Расставаясь, они обещали друг другу повидаться, когда Глеб осенью возвратит – и оба мало словам своим верили. Сережа уплыл куда-то незаметною тенью в сутолке Москвы летней, Глеб же, в вечерний час того дня, напутствуемый Марфушей, с шестеренкою в чемодане, тысячью рублей в боковом кармане и с картонкою от Вандрага, благополучно покатил в Прошино. Этот путь, взад-вперед, на Каширу-Мордвес, чрез Оку, предстояло ему совершить еще много раз, отмечая им краткие станции быстротечной своей жизни. Он ездил и летом и осенью, и зимой, и в мирные дни, и в войну, во времена революции. Всячески ездил: и с удобствами, и на тормозах, в первом ли классе, или в теплушке, набитой мешочниками, – во всяком случае, чем больше так ездил, тем яснее чувствовал, что это и есть жизнь, вплоть до последнего путешествия, не по этой уже дороге.
Теперь же все совершалось в спокойствии и медлительности мирной России: лишь к утру он добрался до своей станции и, забрав почту, на тройке, все в той же коляске, что недавно везла сюда Элли, так же неторопливо отбыл в Прошино.
Отец, как всегда в это время, сидел на балконе, читал Короленко. Спичка так же заложена в страницы, чтобы не забыть, где остановился. Он был нынче в добром настроении.
– Ну, как, ангел, хорошо ли съездил?
– Ничего, слава Богу.
Глеб подошел, обнял его, ласково поцеловал в пробор на голове, как всегда делал в детстве. Только волосы отца стали седые. Но в конце концов это именно его отец, тот, кто когда-то мастерил ему кораблики, учил плавать в Жиздре, читал вслух Гоголя. Отец ласку почувствовал и потерся слегка щекой о ладонь Глеба – тоже с детства знакомая ласка ответная: прежде он и матери так отвечал.
– Деньги привез, шестеренку тоже. У Бландова был. Да, вот и тебе кое-что привез – это уж от меня… (Глеб показал картонку от Вандрага.)

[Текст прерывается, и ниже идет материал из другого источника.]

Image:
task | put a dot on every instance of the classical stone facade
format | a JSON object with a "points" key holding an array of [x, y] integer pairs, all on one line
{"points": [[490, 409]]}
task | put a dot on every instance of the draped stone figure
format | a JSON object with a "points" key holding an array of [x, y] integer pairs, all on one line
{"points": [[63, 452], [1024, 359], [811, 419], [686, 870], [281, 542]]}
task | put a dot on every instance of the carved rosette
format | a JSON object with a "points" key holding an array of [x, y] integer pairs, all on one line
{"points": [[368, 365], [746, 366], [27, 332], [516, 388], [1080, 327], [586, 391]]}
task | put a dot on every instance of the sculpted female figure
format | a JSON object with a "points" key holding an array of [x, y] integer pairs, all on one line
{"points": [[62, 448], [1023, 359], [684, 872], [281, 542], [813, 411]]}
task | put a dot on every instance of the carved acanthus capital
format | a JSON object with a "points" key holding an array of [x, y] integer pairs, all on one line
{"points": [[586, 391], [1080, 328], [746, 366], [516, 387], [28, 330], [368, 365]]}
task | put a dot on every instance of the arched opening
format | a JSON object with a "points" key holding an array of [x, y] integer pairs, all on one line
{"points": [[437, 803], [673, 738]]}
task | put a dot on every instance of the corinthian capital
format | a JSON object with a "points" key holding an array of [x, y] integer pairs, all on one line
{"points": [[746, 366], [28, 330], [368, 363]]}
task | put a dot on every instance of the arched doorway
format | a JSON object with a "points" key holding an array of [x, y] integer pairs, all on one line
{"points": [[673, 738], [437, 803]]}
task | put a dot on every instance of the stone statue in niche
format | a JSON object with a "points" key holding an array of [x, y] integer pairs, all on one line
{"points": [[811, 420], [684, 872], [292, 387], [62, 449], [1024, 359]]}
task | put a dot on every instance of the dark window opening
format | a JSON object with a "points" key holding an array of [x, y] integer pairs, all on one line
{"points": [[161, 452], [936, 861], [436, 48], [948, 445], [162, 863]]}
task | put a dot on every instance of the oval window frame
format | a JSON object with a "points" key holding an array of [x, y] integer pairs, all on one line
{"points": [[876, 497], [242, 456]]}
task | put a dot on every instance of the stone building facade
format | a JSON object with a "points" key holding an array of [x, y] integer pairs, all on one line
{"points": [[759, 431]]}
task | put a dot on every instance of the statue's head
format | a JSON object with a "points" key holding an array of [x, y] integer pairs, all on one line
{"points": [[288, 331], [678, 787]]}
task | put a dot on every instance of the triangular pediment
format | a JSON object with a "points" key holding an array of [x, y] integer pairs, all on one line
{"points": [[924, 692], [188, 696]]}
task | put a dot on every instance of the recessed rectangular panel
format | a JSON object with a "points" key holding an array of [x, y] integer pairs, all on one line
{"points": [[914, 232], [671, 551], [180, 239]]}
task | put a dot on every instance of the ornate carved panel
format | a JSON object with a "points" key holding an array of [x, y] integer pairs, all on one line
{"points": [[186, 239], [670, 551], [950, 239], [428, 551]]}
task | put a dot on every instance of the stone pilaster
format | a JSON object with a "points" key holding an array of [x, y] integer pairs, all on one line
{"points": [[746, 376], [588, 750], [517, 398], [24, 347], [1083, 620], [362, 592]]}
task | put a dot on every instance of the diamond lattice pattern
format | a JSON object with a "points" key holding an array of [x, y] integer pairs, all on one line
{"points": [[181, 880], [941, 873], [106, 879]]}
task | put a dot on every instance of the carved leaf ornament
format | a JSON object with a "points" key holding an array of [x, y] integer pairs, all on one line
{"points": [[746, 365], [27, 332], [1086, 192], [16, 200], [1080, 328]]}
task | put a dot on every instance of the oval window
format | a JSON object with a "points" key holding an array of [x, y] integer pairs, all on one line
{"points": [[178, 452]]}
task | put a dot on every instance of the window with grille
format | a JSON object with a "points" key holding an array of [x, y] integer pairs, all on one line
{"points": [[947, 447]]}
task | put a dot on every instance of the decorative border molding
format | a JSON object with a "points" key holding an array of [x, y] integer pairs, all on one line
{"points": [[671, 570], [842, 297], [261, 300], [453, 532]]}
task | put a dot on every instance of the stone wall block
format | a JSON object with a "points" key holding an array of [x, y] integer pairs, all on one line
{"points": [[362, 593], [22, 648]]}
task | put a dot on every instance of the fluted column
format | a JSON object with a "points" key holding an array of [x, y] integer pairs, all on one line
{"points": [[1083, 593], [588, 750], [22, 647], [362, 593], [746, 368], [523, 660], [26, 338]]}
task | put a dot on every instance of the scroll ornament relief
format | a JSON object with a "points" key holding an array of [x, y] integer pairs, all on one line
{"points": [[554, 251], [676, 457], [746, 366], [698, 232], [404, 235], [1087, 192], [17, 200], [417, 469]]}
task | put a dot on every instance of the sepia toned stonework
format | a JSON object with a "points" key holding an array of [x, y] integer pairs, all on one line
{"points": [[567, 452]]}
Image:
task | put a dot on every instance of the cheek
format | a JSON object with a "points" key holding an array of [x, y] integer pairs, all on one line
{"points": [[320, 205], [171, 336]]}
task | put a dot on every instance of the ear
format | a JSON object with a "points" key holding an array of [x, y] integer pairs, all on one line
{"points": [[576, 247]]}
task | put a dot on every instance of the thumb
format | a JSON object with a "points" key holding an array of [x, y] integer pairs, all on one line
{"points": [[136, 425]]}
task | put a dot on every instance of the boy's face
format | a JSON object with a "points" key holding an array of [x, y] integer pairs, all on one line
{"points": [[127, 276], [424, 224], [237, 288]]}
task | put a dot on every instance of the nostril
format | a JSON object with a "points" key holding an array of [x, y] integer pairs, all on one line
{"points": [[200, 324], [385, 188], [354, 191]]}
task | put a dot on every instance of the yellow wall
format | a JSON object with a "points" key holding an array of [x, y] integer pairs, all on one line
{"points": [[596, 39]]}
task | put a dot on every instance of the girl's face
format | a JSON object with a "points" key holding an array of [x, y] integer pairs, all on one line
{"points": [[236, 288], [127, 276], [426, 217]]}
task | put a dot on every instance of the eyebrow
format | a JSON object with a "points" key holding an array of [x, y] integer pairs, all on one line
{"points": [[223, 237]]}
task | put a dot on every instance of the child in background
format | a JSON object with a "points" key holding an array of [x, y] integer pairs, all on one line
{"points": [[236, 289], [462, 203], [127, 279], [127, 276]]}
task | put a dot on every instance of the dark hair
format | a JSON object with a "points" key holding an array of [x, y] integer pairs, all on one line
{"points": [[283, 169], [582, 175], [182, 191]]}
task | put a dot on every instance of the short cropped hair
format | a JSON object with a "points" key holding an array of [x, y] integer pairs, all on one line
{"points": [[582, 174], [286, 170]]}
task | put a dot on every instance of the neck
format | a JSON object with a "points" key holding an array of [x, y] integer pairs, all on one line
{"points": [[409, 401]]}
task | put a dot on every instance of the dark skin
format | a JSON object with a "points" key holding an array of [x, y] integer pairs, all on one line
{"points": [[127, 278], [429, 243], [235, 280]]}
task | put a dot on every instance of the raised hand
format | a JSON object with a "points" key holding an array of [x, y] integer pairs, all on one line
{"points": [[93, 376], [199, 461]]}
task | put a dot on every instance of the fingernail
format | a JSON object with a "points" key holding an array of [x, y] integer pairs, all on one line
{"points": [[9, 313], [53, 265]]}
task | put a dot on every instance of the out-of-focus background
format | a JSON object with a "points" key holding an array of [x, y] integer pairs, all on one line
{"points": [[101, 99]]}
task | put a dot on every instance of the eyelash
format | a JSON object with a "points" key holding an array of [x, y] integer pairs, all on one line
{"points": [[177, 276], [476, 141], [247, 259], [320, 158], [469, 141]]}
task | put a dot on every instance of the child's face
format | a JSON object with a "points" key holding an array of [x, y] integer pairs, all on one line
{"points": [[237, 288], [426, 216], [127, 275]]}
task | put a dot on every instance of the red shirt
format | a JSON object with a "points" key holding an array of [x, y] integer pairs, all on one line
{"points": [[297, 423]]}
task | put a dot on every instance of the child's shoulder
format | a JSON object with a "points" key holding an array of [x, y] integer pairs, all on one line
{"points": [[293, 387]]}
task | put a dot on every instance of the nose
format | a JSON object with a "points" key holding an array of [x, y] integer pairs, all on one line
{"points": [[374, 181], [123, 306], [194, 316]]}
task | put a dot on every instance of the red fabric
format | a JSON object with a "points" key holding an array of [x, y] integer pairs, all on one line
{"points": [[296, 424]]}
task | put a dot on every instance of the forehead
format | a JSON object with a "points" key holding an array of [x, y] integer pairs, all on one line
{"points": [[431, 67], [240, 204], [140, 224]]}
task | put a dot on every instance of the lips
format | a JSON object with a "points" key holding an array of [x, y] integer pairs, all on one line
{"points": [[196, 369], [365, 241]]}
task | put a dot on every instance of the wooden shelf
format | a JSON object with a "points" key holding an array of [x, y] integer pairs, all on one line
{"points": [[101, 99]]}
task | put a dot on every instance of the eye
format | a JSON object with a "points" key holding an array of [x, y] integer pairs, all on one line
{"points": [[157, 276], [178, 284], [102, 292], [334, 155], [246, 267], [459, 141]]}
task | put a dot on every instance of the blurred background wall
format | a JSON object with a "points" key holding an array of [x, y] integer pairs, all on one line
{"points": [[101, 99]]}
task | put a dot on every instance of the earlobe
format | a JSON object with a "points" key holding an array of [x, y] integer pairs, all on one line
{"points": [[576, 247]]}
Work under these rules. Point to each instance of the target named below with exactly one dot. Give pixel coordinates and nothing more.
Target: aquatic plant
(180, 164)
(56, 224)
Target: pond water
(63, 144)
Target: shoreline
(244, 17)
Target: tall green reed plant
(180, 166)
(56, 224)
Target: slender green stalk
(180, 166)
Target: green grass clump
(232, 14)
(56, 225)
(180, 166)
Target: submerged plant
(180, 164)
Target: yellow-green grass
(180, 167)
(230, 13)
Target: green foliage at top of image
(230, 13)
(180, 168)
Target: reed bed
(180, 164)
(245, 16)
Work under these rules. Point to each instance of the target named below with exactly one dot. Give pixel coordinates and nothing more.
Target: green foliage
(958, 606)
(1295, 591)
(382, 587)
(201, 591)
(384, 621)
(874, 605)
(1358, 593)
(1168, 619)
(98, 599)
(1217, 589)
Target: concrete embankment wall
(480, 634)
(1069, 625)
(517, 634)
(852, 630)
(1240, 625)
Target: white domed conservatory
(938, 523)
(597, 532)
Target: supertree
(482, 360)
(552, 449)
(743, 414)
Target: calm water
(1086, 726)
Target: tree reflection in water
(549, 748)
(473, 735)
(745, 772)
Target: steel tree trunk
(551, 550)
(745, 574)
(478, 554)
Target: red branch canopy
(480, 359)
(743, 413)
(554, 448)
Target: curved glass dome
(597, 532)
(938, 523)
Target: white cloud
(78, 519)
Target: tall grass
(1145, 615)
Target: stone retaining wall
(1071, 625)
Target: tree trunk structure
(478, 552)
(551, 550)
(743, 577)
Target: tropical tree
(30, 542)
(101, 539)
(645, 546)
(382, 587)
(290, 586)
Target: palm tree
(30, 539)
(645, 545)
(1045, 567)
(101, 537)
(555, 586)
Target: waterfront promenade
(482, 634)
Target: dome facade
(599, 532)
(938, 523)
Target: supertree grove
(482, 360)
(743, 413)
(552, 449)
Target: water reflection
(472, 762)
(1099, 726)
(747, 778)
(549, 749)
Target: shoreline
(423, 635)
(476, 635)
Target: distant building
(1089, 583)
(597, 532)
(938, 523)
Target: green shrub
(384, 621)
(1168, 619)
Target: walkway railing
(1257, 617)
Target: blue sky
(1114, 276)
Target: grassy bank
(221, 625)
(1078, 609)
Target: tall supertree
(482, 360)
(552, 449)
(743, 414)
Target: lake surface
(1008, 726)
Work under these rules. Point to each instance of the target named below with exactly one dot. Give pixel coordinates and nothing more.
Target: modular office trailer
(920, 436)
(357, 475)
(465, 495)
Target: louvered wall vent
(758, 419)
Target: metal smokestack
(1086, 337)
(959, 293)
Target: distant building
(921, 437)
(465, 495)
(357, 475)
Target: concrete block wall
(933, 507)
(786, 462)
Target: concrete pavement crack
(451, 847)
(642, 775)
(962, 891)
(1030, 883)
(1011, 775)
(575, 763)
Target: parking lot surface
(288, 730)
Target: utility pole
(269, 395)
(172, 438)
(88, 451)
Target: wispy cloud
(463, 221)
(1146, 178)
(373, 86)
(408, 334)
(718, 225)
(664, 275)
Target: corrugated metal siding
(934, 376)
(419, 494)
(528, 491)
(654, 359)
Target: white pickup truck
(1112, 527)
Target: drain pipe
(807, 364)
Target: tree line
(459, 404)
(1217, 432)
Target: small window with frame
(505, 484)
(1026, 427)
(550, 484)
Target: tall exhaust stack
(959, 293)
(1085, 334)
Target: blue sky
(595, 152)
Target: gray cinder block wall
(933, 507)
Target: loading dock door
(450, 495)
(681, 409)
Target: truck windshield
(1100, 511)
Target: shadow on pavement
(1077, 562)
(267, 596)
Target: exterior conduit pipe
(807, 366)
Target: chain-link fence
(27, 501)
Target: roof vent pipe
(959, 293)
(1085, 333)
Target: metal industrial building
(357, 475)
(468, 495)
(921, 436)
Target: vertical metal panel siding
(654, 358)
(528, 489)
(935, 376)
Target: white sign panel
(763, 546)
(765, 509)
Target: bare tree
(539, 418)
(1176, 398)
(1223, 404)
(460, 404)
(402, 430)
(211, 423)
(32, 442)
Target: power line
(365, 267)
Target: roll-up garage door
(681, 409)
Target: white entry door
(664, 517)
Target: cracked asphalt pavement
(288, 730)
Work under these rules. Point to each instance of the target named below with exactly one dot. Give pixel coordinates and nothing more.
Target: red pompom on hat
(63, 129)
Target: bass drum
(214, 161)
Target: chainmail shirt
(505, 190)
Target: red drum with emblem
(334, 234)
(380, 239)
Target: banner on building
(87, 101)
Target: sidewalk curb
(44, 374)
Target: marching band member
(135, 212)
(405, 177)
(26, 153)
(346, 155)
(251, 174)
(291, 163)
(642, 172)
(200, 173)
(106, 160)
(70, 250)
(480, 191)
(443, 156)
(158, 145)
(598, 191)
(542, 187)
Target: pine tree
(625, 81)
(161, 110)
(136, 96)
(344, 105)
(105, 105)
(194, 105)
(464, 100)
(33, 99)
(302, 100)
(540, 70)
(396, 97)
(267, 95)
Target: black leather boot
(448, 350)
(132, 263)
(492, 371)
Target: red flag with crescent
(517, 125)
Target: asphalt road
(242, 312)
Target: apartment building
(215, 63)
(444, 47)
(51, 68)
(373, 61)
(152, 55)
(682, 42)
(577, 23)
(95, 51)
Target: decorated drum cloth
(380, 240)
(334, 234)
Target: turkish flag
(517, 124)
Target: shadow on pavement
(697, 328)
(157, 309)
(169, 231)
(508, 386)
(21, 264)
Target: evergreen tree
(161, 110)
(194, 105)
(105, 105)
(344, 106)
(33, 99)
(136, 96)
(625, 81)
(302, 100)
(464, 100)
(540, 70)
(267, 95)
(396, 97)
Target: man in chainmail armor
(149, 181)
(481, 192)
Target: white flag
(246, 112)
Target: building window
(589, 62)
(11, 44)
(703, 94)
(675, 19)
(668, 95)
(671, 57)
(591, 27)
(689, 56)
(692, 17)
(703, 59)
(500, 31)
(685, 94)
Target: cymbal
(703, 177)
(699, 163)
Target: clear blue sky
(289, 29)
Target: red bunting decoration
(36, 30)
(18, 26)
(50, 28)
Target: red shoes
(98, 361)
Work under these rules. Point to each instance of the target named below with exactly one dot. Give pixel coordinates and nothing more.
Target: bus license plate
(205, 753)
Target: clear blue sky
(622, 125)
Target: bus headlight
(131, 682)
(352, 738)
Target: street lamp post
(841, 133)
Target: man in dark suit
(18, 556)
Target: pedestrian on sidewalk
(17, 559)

Вошла мать, тоже с улыбкою: сыночка возвратился, он здоров, весел, чего же лучше! Да притом один, без нее! Мать обняла его. Глеб почтительно поцеловал ручку.
– Слышишь, – сказал отец (у него глаза вдруг стали влажны, он отер их платком), – он мне подарок даже привез!
Глеб вынул из картонки фуражку, поправил белый верх, передал отцу.
– Вот, надень. Впору ли? У нас, кажется, одного размера головы.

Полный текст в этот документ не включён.